Tout le chemin créatif de Malevitch est un puissant désir sonore de briser les limites de la réalité physique. L'intellect abstrait a poussé l'artiste vers une recherche profonde, vers le désir de passer derrière l'écran du visible et du tangible, de pénétrer l'essence des choses …

Fin de la peinture: noir et blanc. Partie 1

Black Square: croire ou savoir? Partie 2

En 1927, Kazimir Malevitch emmène une centaine de ses œuvres à une exposition personnelle à Varsovie, puis à Berlin. Soudain, l'artiste a été rappelé en URSS. Les œuvres laissées à Berlin, il ne pouvait pas les reprendre, car il était contraint de voyager à l'étranger. Cependant, il les répéta lui-même bientôt. Il existe donc au moins quatre versions du carré noir.

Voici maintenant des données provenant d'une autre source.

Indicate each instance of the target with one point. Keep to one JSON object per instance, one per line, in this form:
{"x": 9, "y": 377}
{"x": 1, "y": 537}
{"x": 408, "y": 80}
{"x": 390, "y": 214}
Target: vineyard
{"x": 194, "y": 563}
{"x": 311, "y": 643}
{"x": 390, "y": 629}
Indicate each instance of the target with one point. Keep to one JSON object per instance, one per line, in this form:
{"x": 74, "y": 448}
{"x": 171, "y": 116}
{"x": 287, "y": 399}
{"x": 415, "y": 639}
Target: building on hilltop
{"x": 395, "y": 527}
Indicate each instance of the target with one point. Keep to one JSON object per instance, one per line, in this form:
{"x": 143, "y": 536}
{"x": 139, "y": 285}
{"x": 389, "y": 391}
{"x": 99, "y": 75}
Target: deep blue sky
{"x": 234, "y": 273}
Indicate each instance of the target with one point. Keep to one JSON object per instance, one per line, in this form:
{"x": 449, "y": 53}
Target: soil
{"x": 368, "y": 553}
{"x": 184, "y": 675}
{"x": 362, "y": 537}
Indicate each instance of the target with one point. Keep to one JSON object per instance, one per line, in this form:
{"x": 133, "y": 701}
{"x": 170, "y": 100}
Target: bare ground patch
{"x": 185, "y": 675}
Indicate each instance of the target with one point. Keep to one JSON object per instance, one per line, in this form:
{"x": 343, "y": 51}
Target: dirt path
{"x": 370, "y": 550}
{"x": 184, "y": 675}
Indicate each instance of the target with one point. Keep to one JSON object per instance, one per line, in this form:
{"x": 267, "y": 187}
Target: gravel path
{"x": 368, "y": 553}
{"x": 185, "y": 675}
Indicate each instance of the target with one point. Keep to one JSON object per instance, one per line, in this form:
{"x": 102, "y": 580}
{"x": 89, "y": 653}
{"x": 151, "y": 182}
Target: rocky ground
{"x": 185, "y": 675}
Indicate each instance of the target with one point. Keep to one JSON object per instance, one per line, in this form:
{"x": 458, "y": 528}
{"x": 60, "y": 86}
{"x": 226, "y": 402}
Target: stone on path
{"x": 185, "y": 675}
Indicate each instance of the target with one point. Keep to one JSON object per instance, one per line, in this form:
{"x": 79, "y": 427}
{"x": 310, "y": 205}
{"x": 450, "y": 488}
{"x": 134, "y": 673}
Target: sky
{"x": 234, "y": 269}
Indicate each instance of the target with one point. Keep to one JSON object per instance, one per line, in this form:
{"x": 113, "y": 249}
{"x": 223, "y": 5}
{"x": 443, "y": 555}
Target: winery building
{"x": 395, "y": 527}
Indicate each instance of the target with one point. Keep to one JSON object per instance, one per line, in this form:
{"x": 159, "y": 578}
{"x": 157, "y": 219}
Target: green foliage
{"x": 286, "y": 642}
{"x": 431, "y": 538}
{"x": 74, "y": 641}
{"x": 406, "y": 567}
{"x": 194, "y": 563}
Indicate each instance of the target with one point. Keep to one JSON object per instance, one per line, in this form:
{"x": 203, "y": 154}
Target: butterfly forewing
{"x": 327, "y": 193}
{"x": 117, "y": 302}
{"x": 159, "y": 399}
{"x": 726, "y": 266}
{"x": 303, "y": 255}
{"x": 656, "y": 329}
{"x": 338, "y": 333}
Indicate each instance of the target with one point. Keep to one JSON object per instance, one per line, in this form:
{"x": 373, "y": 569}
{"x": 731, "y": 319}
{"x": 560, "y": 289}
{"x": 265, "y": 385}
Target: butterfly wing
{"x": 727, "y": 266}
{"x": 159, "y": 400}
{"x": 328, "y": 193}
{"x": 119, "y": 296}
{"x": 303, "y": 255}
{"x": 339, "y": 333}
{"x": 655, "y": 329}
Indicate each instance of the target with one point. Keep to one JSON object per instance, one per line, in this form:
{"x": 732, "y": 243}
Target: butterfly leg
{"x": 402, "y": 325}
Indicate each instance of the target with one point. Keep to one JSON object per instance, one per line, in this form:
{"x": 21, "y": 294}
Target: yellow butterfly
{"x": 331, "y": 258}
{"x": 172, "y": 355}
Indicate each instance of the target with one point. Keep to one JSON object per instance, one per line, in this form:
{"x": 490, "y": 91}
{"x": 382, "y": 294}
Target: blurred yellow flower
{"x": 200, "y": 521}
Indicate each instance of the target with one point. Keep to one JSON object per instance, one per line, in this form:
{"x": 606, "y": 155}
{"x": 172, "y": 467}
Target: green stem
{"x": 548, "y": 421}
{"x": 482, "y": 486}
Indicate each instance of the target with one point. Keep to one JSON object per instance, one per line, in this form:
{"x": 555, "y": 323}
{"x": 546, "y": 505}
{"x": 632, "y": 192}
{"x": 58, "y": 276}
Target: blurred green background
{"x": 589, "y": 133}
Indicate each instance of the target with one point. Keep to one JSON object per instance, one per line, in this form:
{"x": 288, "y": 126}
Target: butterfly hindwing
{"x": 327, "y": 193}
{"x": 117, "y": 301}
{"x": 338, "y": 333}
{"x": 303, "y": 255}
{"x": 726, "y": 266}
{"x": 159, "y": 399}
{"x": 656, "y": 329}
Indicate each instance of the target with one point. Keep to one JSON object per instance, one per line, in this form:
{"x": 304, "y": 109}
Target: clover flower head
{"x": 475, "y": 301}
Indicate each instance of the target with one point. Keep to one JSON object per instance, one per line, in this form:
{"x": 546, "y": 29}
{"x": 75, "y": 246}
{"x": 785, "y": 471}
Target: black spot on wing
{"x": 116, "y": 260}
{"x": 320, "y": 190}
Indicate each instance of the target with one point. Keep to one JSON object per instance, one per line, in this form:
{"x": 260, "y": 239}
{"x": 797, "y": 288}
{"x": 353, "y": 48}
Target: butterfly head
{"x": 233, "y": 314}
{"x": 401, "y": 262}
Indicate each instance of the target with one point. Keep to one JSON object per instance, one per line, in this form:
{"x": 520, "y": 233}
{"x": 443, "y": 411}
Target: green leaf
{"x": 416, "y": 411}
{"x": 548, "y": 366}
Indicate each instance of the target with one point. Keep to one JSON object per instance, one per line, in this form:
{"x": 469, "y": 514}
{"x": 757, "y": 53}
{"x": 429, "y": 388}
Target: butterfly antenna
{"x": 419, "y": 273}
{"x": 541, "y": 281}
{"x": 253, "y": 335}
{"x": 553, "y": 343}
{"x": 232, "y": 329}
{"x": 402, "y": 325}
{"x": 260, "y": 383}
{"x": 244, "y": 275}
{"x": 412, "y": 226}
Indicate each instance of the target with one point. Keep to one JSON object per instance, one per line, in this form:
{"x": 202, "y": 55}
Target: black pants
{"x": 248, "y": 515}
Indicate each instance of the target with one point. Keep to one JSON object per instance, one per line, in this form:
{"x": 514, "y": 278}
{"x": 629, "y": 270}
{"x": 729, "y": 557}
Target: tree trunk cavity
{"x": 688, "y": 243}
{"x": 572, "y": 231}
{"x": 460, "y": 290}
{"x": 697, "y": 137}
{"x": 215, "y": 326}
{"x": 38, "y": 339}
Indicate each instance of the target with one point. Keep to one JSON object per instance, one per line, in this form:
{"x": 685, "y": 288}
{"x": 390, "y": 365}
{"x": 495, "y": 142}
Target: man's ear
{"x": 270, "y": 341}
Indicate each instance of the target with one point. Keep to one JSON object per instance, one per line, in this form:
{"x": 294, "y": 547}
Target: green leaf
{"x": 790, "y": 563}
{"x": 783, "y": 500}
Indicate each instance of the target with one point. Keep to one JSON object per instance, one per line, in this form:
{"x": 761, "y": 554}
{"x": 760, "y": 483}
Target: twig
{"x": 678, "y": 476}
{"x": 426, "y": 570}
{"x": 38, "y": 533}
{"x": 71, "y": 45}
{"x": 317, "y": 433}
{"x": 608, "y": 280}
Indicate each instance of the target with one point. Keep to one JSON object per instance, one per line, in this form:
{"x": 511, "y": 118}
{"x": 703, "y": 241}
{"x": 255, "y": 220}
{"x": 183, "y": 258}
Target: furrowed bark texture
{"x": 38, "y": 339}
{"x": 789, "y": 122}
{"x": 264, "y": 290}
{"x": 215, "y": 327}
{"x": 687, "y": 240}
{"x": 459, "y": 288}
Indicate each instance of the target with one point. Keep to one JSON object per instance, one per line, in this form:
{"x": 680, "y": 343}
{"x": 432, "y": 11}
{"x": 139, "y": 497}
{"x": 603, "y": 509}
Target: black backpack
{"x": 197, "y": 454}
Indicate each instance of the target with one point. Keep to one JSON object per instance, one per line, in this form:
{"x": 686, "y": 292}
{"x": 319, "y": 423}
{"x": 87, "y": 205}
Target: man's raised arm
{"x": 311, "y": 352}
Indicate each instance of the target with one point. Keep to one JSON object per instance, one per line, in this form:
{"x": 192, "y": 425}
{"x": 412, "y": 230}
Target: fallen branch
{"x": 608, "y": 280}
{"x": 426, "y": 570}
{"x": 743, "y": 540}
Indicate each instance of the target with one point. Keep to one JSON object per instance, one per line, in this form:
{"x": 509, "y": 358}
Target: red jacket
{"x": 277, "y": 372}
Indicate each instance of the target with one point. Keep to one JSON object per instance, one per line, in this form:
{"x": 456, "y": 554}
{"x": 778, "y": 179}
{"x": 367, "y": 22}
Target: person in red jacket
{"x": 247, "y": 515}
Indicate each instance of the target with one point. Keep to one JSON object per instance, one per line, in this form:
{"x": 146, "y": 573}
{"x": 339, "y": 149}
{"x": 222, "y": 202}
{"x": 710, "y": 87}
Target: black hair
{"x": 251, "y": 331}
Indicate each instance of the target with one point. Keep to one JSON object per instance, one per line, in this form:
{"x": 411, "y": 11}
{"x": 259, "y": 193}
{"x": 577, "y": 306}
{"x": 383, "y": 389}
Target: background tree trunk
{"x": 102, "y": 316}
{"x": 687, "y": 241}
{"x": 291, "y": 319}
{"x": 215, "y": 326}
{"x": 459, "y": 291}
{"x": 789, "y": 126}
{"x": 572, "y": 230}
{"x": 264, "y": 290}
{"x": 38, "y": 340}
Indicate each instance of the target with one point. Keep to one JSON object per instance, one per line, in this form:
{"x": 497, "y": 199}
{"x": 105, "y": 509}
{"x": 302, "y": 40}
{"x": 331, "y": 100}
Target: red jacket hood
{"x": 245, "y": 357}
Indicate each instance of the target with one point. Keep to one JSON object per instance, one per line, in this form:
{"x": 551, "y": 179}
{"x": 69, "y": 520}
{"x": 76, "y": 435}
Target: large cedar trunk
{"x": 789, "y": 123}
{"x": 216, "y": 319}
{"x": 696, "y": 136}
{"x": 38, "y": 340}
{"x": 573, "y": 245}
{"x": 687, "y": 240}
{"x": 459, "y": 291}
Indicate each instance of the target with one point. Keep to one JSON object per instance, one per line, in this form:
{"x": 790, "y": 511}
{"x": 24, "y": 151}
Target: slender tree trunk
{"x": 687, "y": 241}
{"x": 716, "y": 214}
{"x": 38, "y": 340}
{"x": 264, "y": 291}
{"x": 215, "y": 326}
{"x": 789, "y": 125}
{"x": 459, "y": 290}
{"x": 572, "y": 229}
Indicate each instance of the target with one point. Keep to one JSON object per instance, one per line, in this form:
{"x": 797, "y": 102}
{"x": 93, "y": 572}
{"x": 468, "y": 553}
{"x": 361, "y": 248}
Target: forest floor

Avant la photo signifiait toujours l'original. Cependant, Kazimir Malevich, en écrivant «Black Square», a aboli l'unicité en tant que qualité intégrale d'une œuvre d'art.

Et c'était du jamais vu. L'image reproduite est un autre paradoxe, une autre invention du génie sonore de Malevitch. Une autre de ses prophéties.

Écoutez le futur. Peinture - en circulation

Aujourd'hui, nous ne sommes pas du tout surpris par l'opportunité de photographier n'importe quelle œuvre d'art sur un téléphone mobile, de l'envoyer à l'autre bout du monde en une seconde et de l'imprimer sans pratiquement aucune perte de qualité. Au début du 20e siècle, personne ne pensait même que les moyens techniques de reproduction et plus tard les technologies numériques pour créer des images reproduisant à l'infini des œuvres d'art aboliraient leur caractère unique.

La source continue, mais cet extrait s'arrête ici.